I am increasingly surprised. How many product inventions are created, but not launched successfully? What is it that prohibits Microsoft to create products that consumers are desperate to have. How could it be possible that such a large company takes such small notion of what its customers want? I think they are simply not listening properly.
I’m writing this post as a response to a Dutch article on the news platform nu.nl, which announces that the startmenu makes his return in Windows 8.2.
Is this Microsoft’s response to all the fuss that arose when they launched Windows 8 with the new Metro interface? From the start consumers were calling for the return of the start button that they became used to since Windows 95. Microsoft conceded in Windows 8.1 with the actual return.
A ridiculous decision, shown by the following uproar asking for the return of the start menu. The button was not the problem. In fact, the same functionality still existed when one moved his mouse to the left-bottom corner of the screen, exactly where the button has always been. Nobody will ever tell me that the absence of an actual button was something that one can’t get accustomed to. In my opinion the now old implementation was even better, as the experience was similar to every other environment in Windows. The button was not the solution to the problem, as it launched the same solution. The Metro interface. Thus the calling for the start menu got louder.

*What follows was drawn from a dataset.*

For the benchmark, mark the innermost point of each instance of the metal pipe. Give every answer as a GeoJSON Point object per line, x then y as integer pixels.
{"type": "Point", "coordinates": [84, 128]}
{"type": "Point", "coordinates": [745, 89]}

Just like the button. The call for the old functionality is understandable. Whenever one asks his consumers how to innovate a product the majority will always tell you not to change much. They might only suggest incremental improvements. But if you are serious about innovation, which Microsoft is, they should convince the majority that the new solution is better. Returning the start menu is returning to Windows 95.
Instead, Microsoft should listen to what the consumer is actually saying. Why would they want to return to old functionalities? Maybe the new implementation is simply not good enough. Maybe the focus should be on improving the innovation. Stepping forward.
The thing is I’m lost. Lost in a system that I knew so well. And the problem is not the button, nor the menu. It’s because Microsoft has created 2 worlds in one system that do not play nice together.
If I open a PDF, a beautiful app launches full-screen. I really like the use of screen estate. But how do I easily access that Word document? Or that browser tab? The explorer folder? Do I really have to access the desktop area before I’m able to select one of my other programs? And once I did, where did my PDF go? And what about that second PDF I was looking in before? I’m using Windows for a couple of months now and still I’m lost sometimes. I wish the menu was back, because back on Windows 7 the world looked a lot better. Right?
Actually I think the Metro interface is beautiful and could very well be a great substitute for the start menu. Microsoft should listen to what customers are actually saying, which is: “Hey Microsoft, I’m lost! The new system makes it harder for me to navigate.” Solving that problem might be easier then you’d think. The real issue seems to be that Windows does not have a universal task bar. There is one for the Metro interface and a different one for the desktop. The universal task bar should allow me to switch easily between both desktop and Metro apps. Currently the only solution is moving away from the Metro interface, which I’ve done in every way possible, and only using the desktop like you were used to. That desktop then lacks the functionality of a start menu, which is the reason why people are asking for its return.
Microsoft should thus start to listen properly to its users. Not to their solutions, but to their problems. Only then they can continue to innovate. With new solutions and successes instead of critiques and old-fashion functionality.